Notice that this design does not allow the callback to override the effect of retransmit_request_maximum (receiver) by setting the lbm_ume_rcv_recovery_info_ex_func_info_t::low_sequence_number field to its original value, 1 in this example. Upon return, UM will see the value unchanged, and will allow retransmit_request_maximum (receiver) to override the starting sequence number. This is only an issue if both retransmit_request_maximum (receiver) and ume_recovery_sequence_number_info_function (receiver) are used. If the application wants to use the sequence number remembered by the store, it should not configure retransmit_request_maximum (receiver).
In a distributed system, it is not possible to guarantee "once-and-only-once" delivery of messages in the face of unpredictable system or component failure. Regardless of the algorithms and handshaking, there is always the possibility of messages sent that are never received, as well as messages received and then received again if the receiving application fails and restarts.
UM's persistence design is based on the principle of being close to once-and-only-once, but when that is not possible, UM prefers to fail on the side of duplicate message delivery. Due to other design goals (low latency and high throughput), the possibility of receiving duplicate messages is significant after an application failure and restart.
It is therefore important for persistent applications to be designed to tolerate duplicate message reception, either by making message processing idempotent, or by including logic in the receiving application to detect duplicates and only process the messages which have not been previously processed.

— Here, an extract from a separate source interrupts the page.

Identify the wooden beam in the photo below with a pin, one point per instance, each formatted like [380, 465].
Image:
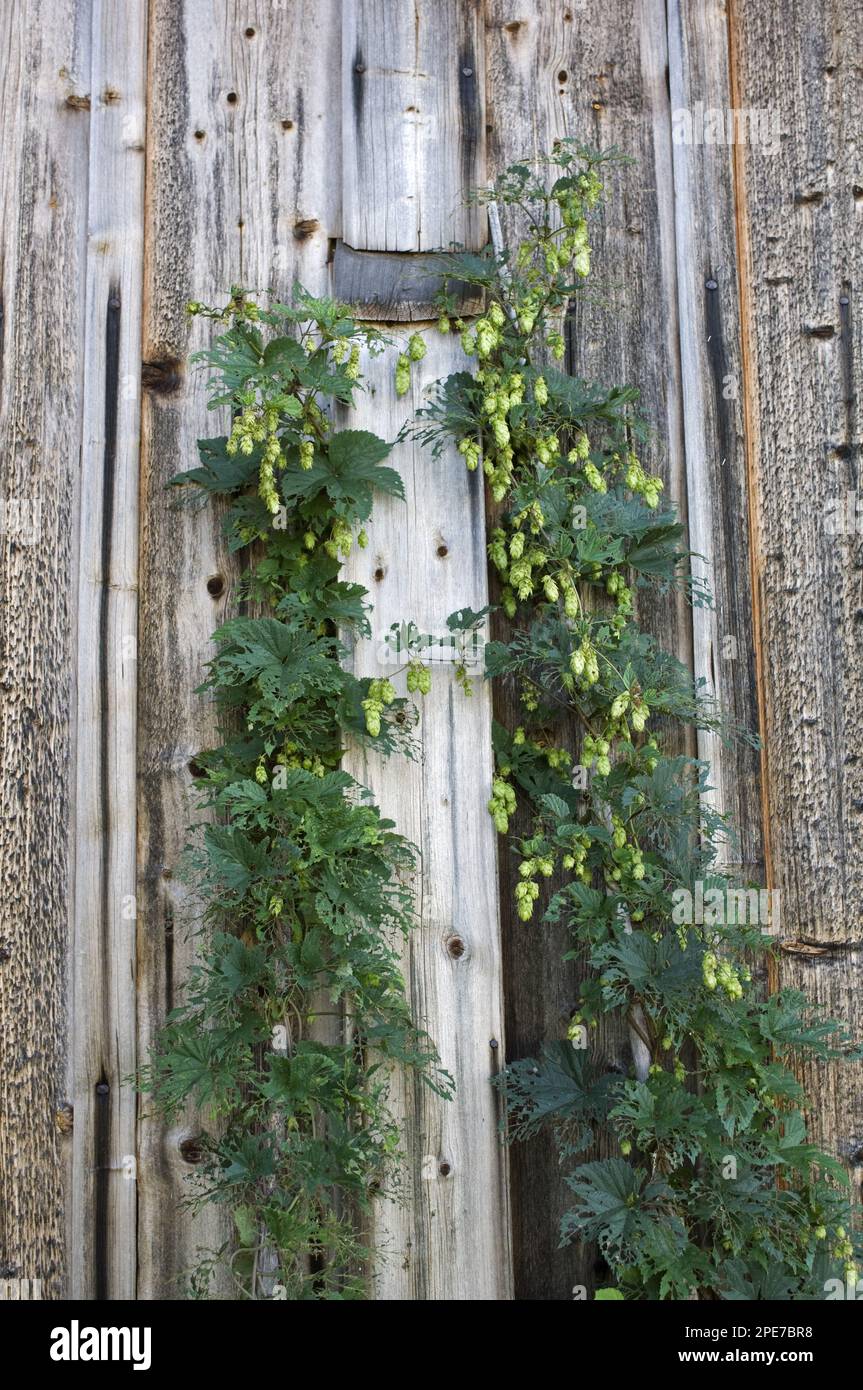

To assist the application in implementing "de-duplication", all messages retransmitted to a receiver are marked as retransmissions via a flag in the message structure. Thus it is easy for an application to determine if a message is a new "live" message from the source, or a retransmission, which may or may not have been processed before the failure. The presence or absence of the retransmit flag gives the application a hint of how best to handle the message with regard to it being processed previously or not.
Informatica recommends that you always check the data or other message properties of messages with the retransmit flag set to be sure the message has not been already processed. Relying on UM sequence numbers is not a 100% reliable method for detecting duplicate messages.
Whereas the UM persistence design attempts to choose the correct starting sequence number for a recovering receiver, there are cases where the application wishes to override UM's choice.
The sample code below demonstrates how to use the recovery sequence number info function to determine the stored message with which to restart a receiver. This example retrieves the low sequence number from the recovery sequence number structure and adds an offset to determine the beginning sequence number. The offset is a value completely under the control of your application. For example, if a receiver was down for a "long" period and you only want the receiver to receive the last 10 messages, use an offset to start the receiver with the 10th most recent message. If you wish not to receive any messages, set the lbm_ume_rcv_recovery_info_ex_func_info_t::low_sequence_number to the lbm_ume_rcv_recovery_info_ex_func_info_t::high_sequence_number plus one.
C API
JAVA API
.NET API
Receivers use message consumption, defined as message deletion, to indicate that UM should notify the store(s) that the application consumed the message. This notification takes the form of an acknowledgement, or ACK, to the store(s) in use, and optionally to the source if you configure the source for delivery confirmation.
In many applications, the message receiver application callback will fully process the received message. When the application callback returns, the message should be deleted and acknowledged.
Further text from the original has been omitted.